The capsule filling composition 15 is an aqueous composition and contains no non-cellular structural components to permanently replace the lens fibers contained in the natural lens body. The capsule filling composition 15, by filling the intracapsular space 3, provides an intracapsular pressure that corresponds to the physiological intracapsular pressure before removal of the natural lens body. Unchanged intracapsular pressure is important for the accommodation function of the eye.

The shape, geometry and size of the lens implant 12 is not limited to the shape and size in the example shown in FIG. 2, but can be arbitrarily adapted to suit the size and optical characteristics of a particular eye and provide the required optical power, provided that the lens implant 12 does not reach the anterior part 3a of the intracapsular space 3, and in particular that the lining of epithelial cells 4 on the anterior inner surface 13a of the capsule 13 is not in contact with the implant 12, but with the composition 15 filling the capsule.

In some embodiments, the capsule filling composition 15 contains living cells. Such cells can be obtained, for example, from culture under artificial conditions or from a tissue sample. In particular, the cells can be obtained from an eye sample, more specifically from a sample containing lens epithelial cells 4 . In particular, the cells that are added to the aqueous fill composition 15 are capable of growing lens fibers and/or releasing factors that promote the formation of lens fibers from the remaining or added lens epithelial cells.

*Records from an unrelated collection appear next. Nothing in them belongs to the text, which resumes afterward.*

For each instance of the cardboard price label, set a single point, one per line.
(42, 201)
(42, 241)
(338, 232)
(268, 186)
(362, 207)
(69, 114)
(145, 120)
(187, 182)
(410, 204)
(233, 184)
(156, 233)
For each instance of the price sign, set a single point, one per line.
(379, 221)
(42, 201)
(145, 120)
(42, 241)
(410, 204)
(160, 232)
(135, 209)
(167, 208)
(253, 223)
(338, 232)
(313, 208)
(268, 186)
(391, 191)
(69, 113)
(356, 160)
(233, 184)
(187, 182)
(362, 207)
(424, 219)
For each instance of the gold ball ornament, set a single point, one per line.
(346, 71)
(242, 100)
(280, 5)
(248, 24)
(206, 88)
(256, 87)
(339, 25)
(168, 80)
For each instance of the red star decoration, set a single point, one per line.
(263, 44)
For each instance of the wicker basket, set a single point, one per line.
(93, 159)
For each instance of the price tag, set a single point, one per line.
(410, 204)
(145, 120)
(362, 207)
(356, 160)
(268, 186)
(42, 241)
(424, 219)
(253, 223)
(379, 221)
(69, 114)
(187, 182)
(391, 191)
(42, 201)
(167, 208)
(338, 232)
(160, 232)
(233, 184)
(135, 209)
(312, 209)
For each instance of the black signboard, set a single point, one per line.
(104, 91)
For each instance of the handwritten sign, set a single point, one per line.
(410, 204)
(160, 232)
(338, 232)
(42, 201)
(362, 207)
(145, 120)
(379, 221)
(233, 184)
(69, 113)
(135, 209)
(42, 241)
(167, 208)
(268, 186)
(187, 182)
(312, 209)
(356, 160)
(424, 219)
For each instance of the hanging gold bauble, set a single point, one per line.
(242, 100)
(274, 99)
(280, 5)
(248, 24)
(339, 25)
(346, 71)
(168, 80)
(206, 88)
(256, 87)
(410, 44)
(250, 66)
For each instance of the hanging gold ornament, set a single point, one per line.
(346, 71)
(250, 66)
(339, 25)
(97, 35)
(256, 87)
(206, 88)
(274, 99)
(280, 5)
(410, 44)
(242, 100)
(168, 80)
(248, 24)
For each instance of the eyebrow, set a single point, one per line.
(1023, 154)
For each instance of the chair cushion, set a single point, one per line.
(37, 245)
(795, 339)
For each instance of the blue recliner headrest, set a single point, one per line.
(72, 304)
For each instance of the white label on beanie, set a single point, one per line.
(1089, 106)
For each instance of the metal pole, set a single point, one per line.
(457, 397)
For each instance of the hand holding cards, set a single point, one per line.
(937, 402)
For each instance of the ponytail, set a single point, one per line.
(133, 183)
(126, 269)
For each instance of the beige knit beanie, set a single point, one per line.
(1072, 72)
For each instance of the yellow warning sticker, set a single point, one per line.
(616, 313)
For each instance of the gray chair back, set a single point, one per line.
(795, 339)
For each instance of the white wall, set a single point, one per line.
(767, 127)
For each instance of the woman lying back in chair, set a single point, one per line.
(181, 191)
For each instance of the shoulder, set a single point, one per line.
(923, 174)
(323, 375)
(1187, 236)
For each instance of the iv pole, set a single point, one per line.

In some embodiments, the cells contained in the capsule fill composition 15 are derived from an autologous or heterologous human or non-human eye, particularly a mammalian eye with or without in vitro culture prior to admixing the cells into the capsule fill composition 15 or prior to incorporating the cells along with the fill capsule of formulation 15 into the intracapsular space 3. Transplantation of heterologous or non-human cells benefits from the fact that the contents within capsule 13 are immunoselective, ie. inaccessible to the immune system and therefore not susceptible to rejection by the immune system. In some embodiments, the capsule filling composition is administered as a single fraction, in other embodiments it is administered as multiple fractions, the fractions being administered at the same time or at different times, and they may be of the same or different composition.

In some embodiments of the capsule filling composition 15, it contains components, in particular, selected among:

- hyaluronic acid,

- a growth factor, in particular one or more of: fibroblast growth factor, including FGF-1 and FGF-2, epidermal growth factor (EGF), platelet growth factor (PDGF), insulin growth factor I or II (IGF-1 or IGF-II),

- anti-TGF beta-blocker

- retinoid.

The term "component" refers to a liquid or soluble compound that is suitable for establishing a physiological aqueous environment in the lens capsule, and may be based on, for example, physiological saline. The term "component" includes, in particular, active ingredients with an active biochemical function, for example, ingredients that actively contribute to the regeneration of the transparent tissue of the lens fibers. For example, Lovicu et al. (Exp Eye Res, 142: 92, 2016) showed that anti-TGF beta blockers promote the initiation of lens fiber formation from lens epithelial cells. In addition, there are known growth factors that stimulate the regeneration of the lens, as indicated, for example, by Henry (Int. Rev. Cytology, 228: 195, 2001). Other components include nutrients, antibiotics, or other substances with biochemical effects, such as, for example, osmosis-influencing components that modulate intracapsular pressure.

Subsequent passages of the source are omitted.